実施機関が行う懲戒処分等の事務に関する情報である事情聴取書や聴取の内容等は、公にすることで、外部の者から中立・公平な審査に影響を及ぼされることにより当該若しくは同種の事務の目的が達成できなくなり、又はこれらの事務の公正かつ適切な執行に著しい支障を及ぼすおそれがあると認められる。 - イ 条例第9条第1号に該当する。

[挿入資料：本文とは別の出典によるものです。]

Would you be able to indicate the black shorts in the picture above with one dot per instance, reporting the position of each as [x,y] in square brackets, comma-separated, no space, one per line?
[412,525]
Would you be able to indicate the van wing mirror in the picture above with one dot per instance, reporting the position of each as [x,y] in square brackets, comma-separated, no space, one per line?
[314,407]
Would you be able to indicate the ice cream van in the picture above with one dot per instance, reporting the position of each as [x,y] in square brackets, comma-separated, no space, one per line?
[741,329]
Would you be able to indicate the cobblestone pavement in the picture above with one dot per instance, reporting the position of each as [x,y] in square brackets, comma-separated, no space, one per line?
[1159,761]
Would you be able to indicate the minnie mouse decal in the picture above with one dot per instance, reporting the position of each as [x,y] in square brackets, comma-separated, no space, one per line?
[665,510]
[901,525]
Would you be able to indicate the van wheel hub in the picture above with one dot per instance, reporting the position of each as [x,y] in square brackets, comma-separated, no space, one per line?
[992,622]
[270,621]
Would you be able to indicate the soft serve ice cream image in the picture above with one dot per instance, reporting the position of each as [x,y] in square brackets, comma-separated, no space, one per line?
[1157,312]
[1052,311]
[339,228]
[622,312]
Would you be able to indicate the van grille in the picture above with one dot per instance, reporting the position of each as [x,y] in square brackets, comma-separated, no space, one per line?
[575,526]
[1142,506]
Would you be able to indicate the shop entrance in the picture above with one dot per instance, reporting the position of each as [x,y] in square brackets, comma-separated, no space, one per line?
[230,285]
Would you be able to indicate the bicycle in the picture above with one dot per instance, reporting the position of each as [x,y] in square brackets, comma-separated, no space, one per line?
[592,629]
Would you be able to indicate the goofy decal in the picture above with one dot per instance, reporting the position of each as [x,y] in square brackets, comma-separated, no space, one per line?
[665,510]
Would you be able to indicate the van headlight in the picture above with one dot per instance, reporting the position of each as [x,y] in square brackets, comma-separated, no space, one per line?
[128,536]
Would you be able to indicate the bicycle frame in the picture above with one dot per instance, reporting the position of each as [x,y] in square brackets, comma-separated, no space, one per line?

処分等の対象となった教員等その他関係者の氏名、経歴等や個人の特定につながり得る情報が記載されており、これらは特定の個人が識別される個人のプライバシーに関する情報であって、一般に他人に知られたくないと望むことが正当であると認められる。
- ア 条例第8条第1項第4号に該当する。
- (1)公開しないことと決定した部分
- 同年5月12日、異議申立人は、本件部分公開決定を不服として、行政不服審査法第6条の規定により、実施機関に対して、異議申立て(以下「本件異議申立て」という。)を行った。
第三 異議申立ての趣旨
公開しないことと決定した部分のうち、「校長報告書」の中の「聴取の内容」「顛末書」の「非公開決定」処分の取り消し及び当該情報の全部開示を求める。
第四 異議申立人の主張要旨
異議申立人の主張は、概ね次のとおりである。
1 異議申立書における主張
本件「非公開決定」処分は大阪府情報公開条例第1条の趣旨に反する。
2 反論書における主張
「『知る権利』の保障と個人の尊厳の確保に資するとともに、地方自治の健全な発展に寄与するため」に制定された大阪府情報公開条例(1999年大阪府条例第39号、以下「条例」という。)は、周知のようにその前文において、「情報の公開は、府民の府政への信頼を確保し、生活の向上をめざす基礎的な条件であり、民主主義の活性化のために不可欠なものである。」とし、更に「府が保有する情報は、本来は府民のものであり、これを共有することにより、府民の生活と人権を守り、豊かな地域社会の形成に役立てるべきものであって、府は、その諸活動を府民に説明する責務が全うされるようにすることを求められている。」と、条例制定の「精神」を明示している。特に、「府は、その諸活動を府民に説明する責務が全うされるようにすることを求められている。」という部分は、従前の大阪府公文書公開条例(1984年大阪府条例第2号、以下「旧条例」という。)にはなく、市民の「知る権利」(前文)もしくは「行政文書の公開を求める権利」(第1条)の保障を目的とする条例の「精神」をより一層具体化するために追加されたものである。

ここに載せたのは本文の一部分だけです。